Diese Stadt ist um den Hafen entstanden, den der Fluss Douro bei seiner Mündung in den Atlantik bildet. Dieser ist heute eine Überseehafen und wichtig für die Schiffsrouten nach Nordamerika und Afrika. Die Stadt ist seit 540 Sitz eines Bischofs und gehört unter der sarazenischen Besatzung zu den sieben Burgen, die noch heute in der portugiesischen Landesflagge zu erkennen sind. Von Porto geht 715 die Reconquista aus, die Rückeroberung der iberischen Halbinsel durch christliche Kreuzritter. Heinrich von Burgund erhält die Stadt Porto und das Umland als Lehen. Diese Grafschaft ist die Keimzelle des portugiesischen Königreiches und heutigen demokratischen Staates Portugal.
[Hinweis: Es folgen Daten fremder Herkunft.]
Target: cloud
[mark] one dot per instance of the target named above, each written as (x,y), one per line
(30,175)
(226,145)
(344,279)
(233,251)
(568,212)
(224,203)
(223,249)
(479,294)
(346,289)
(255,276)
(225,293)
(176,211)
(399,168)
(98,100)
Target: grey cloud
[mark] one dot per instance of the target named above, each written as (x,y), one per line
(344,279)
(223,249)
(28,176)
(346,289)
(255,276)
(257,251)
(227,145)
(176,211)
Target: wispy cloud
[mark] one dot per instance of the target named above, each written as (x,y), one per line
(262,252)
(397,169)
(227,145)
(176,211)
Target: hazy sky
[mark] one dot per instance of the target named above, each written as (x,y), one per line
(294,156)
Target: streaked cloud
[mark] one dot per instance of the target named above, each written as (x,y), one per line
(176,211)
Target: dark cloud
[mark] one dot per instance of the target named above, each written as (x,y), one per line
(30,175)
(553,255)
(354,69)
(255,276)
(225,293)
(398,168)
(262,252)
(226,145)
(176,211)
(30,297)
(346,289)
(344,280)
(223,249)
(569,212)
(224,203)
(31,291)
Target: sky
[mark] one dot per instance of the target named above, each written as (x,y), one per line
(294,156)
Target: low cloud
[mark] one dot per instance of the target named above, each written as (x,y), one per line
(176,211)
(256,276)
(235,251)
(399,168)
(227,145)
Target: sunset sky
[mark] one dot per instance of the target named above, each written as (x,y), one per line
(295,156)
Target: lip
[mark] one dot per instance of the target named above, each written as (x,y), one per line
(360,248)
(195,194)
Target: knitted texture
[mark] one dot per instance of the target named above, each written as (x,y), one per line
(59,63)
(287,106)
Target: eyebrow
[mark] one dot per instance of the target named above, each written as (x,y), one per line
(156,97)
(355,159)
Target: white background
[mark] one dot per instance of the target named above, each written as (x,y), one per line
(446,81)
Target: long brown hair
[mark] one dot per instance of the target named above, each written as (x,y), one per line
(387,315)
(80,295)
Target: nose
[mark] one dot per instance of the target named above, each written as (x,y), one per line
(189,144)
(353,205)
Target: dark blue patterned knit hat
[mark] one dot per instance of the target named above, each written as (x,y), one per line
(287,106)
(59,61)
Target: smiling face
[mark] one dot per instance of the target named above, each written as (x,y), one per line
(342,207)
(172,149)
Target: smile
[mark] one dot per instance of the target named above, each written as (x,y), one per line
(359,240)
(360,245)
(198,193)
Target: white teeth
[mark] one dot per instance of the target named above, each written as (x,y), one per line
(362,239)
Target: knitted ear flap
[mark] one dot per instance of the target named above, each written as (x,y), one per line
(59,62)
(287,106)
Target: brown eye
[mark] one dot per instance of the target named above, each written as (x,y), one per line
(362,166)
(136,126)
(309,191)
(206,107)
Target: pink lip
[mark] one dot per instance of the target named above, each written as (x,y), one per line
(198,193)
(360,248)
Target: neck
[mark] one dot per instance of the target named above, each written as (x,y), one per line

In der Umgebung wird der Vinho Verde gekeltert. Besonders bekannt ist Porto für sein Produkt, das schon den Römern gemundet haben soll: den Portwein. Dieser wird in der Vorstadt Vila de Gaia hergestellt. Im 18. Jahrhundert vertreiben vor allem die Briten den Portwein.

Das Klima in Porto ist angenehm temperiert. Der kalte Atlantik sorgt für genügend Regen im Winter und mildert die Sommerhitze. Ein Genuss für die Augen sind die alten Bauten aus der Jahrhundertwende und im manuelinischen Stil.